HESI RN
HESI 799 RN Exit Exam
1. An elderly female client with osteoarthritis reports increasing pain and stiffness in her right knee and asks how to reduce these symptoms. In responding to the client, the nurse recognizes what pathology as the cause of her symptoms?
- A. Destruction of joint cartilage.
- B. Inflammation of synovial membrane.
- C. Formation of bone spurs.
- D. Reduction of joint space.
Correct answer: A
Rationale: Corrected Rationale: Osteoarthritis typically involves the destruction of joint cartilage, leading to pain and stiffness. This destruction of joint cartilage results in bone rubbing against bone, causing pain and reduced mobility. Choices B, C, and D are incorrect. Inflammation of the synovial membrane (choice B) is more commonly associated with rheumatoid arthritis. Formation of bone spurs (choice C) and reduction of joint space (choice D) are manifestations that can occur as a result of osteoarthritis but are not the primary pathology responsible for the symptoms of pain and stiffness.
2. A female client is admitted with end-stage pulmonary disease, is alert, oriented, and complaining of shortness of breath. The client tells the nurse that she wants 'no heroic measures' taken if she stops breathing, and she asks the nurse to document this in her medical record. What action should the nurse implement?
- A. Ask the client to discuss 'do not resuscitate' with her healthcare provider
- B. Document the client's wishes in her medical record
- C. Ask the client to sign an advance directive
- D. Place a 'Do Not Resuscitate' (DNR) order in the client's chart
Correct answer: A
Rationale: The correct action for the nurse to implement is to ask the client to discuss 'do not resuscitate' (DNR) wishes with her healthcare provider. This is important to ensure that the client makes informed decisions regarding her care. While documenting the client's wishes in her medical record is essential, it is crucial that the client discusses these wishes with the healthcare provider to understand the implications and have the DNR order legally documented. Asking the client to sign an advance directive is premature without a detailed discussion with the healthcare provider. Placing a 'Do Not Resuscitate' (DNR) order in the client's chart should only be done after the client has discussed and agreed upon this decision with the healthcare provider.
3. When organizing home visits for the day, which older client should the home health nurse plan to visit first?
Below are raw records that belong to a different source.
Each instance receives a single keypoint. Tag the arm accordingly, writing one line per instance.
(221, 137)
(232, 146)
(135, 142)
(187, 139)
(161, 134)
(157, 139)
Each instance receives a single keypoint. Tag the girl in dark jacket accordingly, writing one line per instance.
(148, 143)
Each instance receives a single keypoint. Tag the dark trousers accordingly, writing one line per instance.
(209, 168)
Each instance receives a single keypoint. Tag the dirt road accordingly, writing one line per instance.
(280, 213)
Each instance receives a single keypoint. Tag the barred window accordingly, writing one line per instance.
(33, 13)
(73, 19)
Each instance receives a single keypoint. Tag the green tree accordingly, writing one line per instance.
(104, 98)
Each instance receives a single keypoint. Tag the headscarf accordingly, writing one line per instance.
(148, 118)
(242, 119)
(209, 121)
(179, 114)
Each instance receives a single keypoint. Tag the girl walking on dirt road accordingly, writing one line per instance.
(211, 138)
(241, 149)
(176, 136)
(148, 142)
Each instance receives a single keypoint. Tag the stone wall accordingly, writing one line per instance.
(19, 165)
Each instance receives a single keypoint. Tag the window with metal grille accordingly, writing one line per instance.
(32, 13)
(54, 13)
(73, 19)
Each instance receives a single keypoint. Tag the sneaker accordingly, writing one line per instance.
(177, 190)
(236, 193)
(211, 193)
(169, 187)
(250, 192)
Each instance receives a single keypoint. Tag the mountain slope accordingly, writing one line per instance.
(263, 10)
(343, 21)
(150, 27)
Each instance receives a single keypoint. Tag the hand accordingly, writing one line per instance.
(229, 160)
- A. A woman who takes naproxen (Naprosyn) and reports a recent onset of dark, tarry stools.
- B. A man who receives weekly injections of epoetin (Procrit) for a low serum iron level.
- C. A man with emphysema who smokes and is complaining of white patches in his mouth.
- D. A frail woman with heart failure who reported a 2-pound weight gain in the last week.
Correct answer: A
Rationale: The correct answer is A. Dark, tarry stools may indicate gastrointestinal bleeding, a potentially life-threatening condition that requires immediate attention. Visiting this client first is crucial for prompt assessment and intervention. Choices B, C, and D do not present immediate life-threatening conditions that require urgent attention compared to the potential emergency indicated by dark, tarry stools.
4. In a client with cirrhosis admitted with jaundice and ascites, which laboratory value is most concerning?
- A. Serum bilirubin of 3.0 mg/dl
- B. Serum albumin of 3.0 g/dl
- C. Serum ammonia level of 80 mcg/dl
- D. Serum sodium level of 135 mEq/L
Correct answer: C
Rationale: A serum ammonia level of 80 mcg/dl is most concerning in a client with cirrhosis as it may indicate hepatic encephalopathy, requiring immediate intervention. Elevated ammonia levels are associated with impaired liver function and can lead to mental status changes. Serum bilirubin (Choice A) is elevated in cirrhosis but not as concerning for acute intervention as high ammonia levels. Serum albumin (Choice B) and serum sodium (Choice D) levels are important in cirrhotic patients but are not as directly associated with hepatic encephalopathy as ammonia levels.
5. A woman who takes pyridostigmine for myasthenia gravis (MG) arrives at the emergency department complaining of extreme muscle weakness. Her adult daughter tells the nurse that since yesterday her mother has been unable to smile. Which assessment finding warrants immediate intervention by the nurse?
- A. Uncontrollable drooling.
- B. Inability to raise voice.
- C. Tingling of extremities.
- D. Eyelid drooping.
Correct answer: A
Rationale: Uncontrollable drooling can be a sign of a myasthenic crisis, which requires immediate medical intervention to prevent respiratory failure. Drooling indicates difficulty in swallowing, which can lead to aspiration and respiratory compromise. Inability to raise voice (choice B) and tingling of extremities (choice C) are not typically associated with myasthenic crisis. Although eyelid drooping (choice D) is a common symptom of myasthenia gravis, it is not as urgent as uncontrollable drooling in indicating a potential crisis.